You may think social media posts can also be used as proof to support your case. For example, you sustained an injury, and one of your friends recorded the mishap. Now you may think posting the video on social media can help you present damning evidence that cannot be tampered with or destroyed.
I’m not saying it cannot help at all. But you should know that if the lawyers, jury, or judges find anything in that video that contradicts one of your statements, it can raise doubts about the credibility of your lawsuit. If anyone else posts anything related to your accident, that can also be scrutinized to find contradictions that can weaken your case.
You may think that you can adjust your privacy settings to screen your social media posts from prying eyes. Unfortunately, everything that you post on the Internet can be found one way or another. The opposing lawyers or insurance companies will employ multiple strategies to uncover any information that you may try to hide from the public eye. They can befriend one of your social media acquaintances or use AI-powered software to view your post.
Sympathy From Others May Not Help
A post to let your near and dear ones know you’re safe often generates a lot of comments, mostly sympathetic. Unfortunately, these sympathetic gestures can also be used against you by the defending lawyers and insurance companies. They might find a comment that points out something contradictory to your statements and use that in a court of law, even if it was meant as a joke.
You must remember that one cannot distinguish emotional or verbal cues from these comments, and anything written by your friends or family members can be used to lead the case away from being in your favor.

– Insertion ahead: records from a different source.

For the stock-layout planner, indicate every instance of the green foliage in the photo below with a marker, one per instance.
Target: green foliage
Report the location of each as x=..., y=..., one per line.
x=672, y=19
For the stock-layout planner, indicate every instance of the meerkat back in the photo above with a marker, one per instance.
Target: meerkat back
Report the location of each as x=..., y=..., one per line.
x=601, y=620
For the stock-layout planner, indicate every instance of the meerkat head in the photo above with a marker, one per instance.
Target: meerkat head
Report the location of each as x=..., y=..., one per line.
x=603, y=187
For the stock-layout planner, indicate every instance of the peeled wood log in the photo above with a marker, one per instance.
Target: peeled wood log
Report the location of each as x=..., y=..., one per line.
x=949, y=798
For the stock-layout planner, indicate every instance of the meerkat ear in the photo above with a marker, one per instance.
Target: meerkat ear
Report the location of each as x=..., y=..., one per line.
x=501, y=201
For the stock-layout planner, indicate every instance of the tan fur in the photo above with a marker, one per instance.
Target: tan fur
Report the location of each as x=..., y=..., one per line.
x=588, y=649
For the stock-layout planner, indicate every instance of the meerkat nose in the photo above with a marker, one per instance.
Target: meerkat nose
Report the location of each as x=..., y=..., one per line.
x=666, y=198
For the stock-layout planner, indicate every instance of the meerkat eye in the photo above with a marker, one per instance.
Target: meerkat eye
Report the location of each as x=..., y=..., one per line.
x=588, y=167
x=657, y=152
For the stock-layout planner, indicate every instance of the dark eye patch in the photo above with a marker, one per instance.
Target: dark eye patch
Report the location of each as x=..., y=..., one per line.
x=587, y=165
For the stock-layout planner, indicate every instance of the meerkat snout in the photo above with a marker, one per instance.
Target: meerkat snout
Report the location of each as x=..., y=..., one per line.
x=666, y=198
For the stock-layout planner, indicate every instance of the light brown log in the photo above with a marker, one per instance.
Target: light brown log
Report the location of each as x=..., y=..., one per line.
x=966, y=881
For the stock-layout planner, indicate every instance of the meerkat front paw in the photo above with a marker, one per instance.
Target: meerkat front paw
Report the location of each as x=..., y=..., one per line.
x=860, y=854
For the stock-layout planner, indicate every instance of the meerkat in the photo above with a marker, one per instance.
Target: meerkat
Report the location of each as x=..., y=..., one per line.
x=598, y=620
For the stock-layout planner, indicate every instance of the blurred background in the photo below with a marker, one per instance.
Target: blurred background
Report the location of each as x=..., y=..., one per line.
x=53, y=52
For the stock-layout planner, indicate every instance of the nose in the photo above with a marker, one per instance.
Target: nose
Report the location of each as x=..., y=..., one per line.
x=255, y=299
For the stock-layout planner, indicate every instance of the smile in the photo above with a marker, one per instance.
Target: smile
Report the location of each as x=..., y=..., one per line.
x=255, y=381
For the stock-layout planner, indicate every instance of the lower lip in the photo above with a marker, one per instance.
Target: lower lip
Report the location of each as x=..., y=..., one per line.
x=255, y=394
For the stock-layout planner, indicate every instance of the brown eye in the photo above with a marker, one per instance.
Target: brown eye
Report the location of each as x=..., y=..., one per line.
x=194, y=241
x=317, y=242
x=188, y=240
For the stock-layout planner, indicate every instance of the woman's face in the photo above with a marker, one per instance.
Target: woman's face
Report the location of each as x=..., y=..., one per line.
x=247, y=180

For example, someone might comment on your post related to your injury, saying, “Thank god you’re perfectly fine,” to convey their sympathy. The lawyers can twist this into convincing the jury and judges that you may be faking your condition and the incident may not be as severe as you’ve implied.
Don’t Delete Any Posts Either
If you are involved in a personal injury or any other lawsuit, your social media posts are subject to the same rules of evidence as any other type of evidence. Therefore, you should never try to delete any social media posts once the lawsuit process begins. If you do so, it can have serious consequences in certain situations.
Deleting social media posts might be considered negative interference if a judge or jury member feels you’ve destroyed or spoiled relevant evidence. At the most, you can make changes to your privacy settings. But as I mentioned before, it won’t help much either. It applies to messages on social media or other digital platforms like WhatsApp too. Even if you delete anything permanently, it can still be recovered using digital forensics methods and presented in a court of law as evidence.
Some people might question whether it is legal to present personal messages from social media as evidence. However, Judge Michael Correiro, cohost of “Hot Bench,” explained in a video that the law that prohibits obtaining illegal evidence applies to law enforcement officials only, not civilians. So, if you have exchanged messages with anyone privately that can incriminate you, those can be presented as evidence in most courts of law without any problem.
Social media has become part and parcel of our everyday life. But they can become a curse for your personal injury lawsuit if a related post is used as evidence against you. That’s why it’s best not to put up anything even distantly related to your accident or injury on social media.
The opposing counsel or insurance companies can present those posts as evidence against you, adversely affecting your compensation. The best course of action is to discuss your social media activities with your attorney and understand what you can or can’t post.